Fifty years later, Vermont Sen. Bernie Sanders' 2016 presidential campaign platform included plans for postal banking. In 2018, Massachusetts Sen. Elizabeth Warren and New York Sen. Kirsten Gillibrand supported such a program. In April 2018, Gillibrand introduced S.2755 - Postal Banking Act partly in response to the Trump administration's suspension of payday lending regulation imposed during the Obama administration. In 2020, after Joe Biden defeated Senator Bernie Sanders in the 2020 Democratic presidential primaries, the Biden-Sanders "Unity Task Force” policy recommendations for a Biden administration, released in July, included postal banking. In September 2020, Gillibrand and Sanders announced a newer Postal Banking Act. It would help strengthen the Postal Service's financial situation and help unbanked and underbanked people with savings and checking accounts, debit cards and low-dollar loans they might otherwise be forced to get from payday lenders at high interest rates.

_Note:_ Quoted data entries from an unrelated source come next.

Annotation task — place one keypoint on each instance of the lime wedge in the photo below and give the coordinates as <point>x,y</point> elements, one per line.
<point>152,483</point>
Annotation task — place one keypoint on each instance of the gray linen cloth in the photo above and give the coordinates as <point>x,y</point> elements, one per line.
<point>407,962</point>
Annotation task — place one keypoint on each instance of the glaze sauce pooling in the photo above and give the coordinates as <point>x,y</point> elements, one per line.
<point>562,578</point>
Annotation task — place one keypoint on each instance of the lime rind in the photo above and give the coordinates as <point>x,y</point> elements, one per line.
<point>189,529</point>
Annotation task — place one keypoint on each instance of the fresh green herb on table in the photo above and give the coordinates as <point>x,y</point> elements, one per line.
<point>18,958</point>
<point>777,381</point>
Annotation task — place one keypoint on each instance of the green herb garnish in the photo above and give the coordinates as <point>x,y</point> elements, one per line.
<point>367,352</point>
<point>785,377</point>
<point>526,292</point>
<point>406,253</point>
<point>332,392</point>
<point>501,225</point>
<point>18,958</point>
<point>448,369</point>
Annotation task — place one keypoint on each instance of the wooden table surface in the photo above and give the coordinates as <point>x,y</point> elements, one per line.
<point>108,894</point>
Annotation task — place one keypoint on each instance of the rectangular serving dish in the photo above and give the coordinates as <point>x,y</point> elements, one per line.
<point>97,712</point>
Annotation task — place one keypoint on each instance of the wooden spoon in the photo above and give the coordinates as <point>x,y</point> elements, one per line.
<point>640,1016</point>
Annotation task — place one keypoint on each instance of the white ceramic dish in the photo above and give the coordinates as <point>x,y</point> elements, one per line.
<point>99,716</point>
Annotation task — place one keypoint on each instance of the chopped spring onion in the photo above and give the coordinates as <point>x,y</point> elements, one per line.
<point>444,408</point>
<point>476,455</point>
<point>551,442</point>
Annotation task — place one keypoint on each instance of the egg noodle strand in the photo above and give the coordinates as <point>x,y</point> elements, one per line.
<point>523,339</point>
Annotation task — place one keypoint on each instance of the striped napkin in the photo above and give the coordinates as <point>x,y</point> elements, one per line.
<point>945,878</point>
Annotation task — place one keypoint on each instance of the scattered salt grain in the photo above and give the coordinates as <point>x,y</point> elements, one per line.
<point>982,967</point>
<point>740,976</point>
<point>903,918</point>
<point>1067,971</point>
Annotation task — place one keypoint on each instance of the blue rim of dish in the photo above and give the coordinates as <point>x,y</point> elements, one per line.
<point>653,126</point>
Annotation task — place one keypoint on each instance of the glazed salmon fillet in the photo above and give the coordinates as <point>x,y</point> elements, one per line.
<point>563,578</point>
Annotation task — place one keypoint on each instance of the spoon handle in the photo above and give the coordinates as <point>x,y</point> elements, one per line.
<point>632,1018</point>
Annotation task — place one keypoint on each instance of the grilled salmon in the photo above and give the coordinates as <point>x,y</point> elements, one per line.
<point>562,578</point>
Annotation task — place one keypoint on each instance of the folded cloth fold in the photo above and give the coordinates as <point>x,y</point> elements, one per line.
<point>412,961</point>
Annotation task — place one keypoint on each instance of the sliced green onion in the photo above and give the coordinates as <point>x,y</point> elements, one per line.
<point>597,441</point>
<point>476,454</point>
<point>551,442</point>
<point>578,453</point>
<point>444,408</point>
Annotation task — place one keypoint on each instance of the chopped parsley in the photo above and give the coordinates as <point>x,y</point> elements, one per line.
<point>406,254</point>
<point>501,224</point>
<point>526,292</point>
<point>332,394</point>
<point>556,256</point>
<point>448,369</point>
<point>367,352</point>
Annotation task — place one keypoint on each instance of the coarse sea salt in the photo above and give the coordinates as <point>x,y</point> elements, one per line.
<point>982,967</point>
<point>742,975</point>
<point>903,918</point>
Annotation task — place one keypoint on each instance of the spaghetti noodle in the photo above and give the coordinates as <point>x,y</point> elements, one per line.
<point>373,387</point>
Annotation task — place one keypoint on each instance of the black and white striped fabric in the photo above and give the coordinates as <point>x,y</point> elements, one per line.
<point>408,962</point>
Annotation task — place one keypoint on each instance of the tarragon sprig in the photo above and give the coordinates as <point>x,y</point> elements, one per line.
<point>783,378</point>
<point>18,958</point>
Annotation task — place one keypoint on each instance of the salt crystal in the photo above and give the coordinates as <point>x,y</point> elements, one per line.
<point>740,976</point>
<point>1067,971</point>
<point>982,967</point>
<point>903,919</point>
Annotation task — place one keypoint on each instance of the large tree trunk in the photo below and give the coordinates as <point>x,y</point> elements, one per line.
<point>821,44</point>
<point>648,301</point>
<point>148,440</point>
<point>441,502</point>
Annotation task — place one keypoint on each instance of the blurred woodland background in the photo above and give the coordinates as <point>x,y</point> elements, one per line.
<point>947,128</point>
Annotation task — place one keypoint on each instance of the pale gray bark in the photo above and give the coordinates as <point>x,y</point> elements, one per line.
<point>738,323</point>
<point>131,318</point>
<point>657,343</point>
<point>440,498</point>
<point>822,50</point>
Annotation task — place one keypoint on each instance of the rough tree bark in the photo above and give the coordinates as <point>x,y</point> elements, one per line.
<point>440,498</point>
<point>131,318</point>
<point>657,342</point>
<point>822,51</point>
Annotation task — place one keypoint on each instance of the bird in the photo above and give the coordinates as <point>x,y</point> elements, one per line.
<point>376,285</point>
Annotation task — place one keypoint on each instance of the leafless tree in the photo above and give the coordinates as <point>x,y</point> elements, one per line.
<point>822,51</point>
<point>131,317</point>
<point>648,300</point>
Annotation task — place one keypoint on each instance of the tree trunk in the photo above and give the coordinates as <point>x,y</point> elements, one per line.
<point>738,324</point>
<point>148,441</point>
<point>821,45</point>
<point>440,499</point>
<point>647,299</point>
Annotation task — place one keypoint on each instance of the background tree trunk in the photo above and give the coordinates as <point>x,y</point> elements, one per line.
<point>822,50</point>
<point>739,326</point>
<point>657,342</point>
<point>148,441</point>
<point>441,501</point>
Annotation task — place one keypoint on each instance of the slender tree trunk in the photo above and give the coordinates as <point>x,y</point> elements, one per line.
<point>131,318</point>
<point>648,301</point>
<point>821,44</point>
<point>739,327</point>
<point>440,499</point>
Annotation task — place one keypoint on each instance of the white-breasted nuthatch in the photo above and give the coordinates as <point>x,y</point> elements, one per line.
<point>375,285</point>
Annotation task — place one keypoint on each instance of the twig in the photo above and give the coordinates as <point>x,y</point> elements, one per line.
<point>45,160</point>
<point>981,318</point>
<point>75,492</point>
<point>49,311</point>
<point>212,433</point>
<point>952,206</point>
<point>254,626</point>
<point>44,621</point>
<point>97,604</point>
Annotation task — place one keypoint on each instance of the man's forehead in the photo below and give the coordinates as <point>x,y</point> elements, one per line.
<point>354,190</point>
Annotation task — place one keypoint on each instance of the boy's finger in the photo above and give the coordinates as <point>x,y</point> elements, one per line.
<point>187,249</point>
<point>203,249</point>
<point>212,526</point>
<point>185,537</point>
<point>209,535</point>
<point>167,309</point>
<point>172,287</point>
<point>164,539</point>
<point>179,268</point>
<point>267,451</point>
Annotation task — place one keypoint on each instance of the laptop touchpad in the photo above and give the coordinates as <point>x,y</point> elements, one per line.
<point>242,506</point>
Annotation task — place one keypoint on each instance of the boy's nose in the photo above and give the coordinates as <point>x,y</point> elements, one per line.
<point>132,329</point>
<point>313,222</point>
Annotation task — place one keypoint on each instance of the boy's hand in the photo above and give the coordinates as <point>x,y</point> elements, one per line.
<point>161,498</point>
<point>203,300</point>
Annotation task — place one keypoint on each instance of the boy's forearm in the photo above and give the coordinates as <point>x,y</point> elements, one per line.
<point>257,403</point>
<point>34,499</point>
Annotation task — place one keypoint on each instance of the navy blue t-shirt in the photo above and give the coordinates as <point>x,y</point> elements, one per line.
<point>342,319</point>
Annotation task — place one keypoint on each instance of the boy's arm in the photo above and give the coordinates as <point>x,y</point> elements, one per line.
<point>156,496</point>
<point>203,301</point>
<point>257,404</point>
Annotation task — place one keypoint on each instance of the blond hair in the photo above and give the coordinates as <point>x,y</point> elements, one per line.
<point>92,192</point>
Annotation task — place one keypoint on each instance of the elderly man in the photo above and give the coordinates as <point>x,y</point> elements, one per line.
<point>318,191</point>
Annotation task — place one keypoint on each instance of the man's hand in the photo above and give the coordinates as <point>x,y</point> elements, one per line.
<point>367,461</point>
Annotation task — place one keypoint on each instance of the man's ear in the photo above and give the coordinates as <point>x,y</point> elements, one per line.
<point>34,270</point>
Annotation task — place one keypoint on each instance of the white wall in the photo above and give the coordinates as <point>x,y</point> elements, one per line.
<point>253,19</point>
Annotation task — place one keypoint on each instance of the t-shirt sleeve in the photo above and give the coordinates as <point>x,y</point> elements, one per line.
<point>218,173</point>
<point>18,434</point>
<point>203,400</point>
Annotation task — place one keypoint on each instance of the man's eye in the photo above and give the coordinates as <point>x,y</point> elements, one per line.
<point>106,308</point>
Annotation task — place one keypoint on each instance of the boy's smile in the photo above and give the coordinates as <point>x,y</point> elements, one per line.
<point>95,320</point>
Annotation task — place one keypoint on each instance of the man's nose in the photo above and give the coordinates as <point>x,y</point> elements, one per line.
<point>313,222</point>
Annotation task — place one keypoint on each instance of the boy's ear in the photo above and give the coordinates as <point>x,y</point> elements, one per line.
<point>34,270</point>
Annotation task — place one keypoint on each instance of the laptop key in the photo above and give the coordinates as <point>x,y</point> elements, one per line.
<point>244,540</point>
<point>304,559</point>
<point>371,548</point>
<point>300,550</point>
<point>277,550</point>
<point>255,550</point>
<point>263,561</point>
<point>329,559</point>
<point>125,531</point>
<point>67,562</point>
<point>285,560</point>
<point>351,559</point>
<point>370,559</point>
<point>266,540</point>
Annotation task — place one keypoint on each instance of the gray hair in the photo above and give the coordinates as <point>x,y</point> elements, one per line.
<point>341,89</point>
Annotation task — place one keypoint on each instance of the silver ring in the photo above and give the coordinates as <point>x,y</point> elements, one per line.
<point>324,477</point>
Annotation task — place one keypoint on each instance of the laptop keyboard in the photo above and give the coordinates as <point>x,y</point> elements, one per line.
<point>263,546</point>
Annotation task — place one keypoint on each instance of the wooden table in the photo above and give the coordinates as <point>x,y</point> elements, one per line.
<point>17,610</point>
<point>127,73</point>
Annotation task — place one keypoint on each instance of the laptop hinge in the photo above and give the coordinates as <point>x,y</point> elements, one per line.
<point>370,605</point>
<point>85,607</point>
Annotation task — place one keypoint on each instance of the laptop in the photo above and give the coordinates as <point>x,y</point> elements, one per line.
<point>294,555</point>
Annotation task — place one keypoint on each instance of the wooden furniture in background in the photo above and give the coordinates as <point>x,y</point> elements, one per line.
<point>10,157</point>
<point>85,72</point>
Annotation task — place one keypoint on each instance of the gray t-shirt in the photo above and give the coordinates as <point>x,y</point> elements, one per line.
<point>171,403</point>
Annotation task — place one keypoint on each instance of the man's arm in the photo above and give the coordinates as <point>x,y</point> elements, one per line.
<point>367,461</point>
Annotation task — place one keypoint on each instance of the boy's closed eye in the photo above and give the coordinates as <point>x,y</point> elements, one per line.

Lien Viet Post Joint Stock Commercial Bank or LienVietPostBank (LPB), formerly known as LienVietBank, is a Vietnamese retail bank that provides banking products and services through its own transaction points across 42 cities and provinces and 1,031 postal transaction offices nationwide. LBP is considered to be in the top 10 biggest banks in terms of assets and equity  and ranked 36th in VNR500 – Top 500 largest private companies in Vietnam in 2013. The Bank is striving to become the bank for everyone in Vietnam by focusing on banking products for households and small and medium enterprises especially in the agriculture sector, and expanding its activities to rural and remote areas via the post.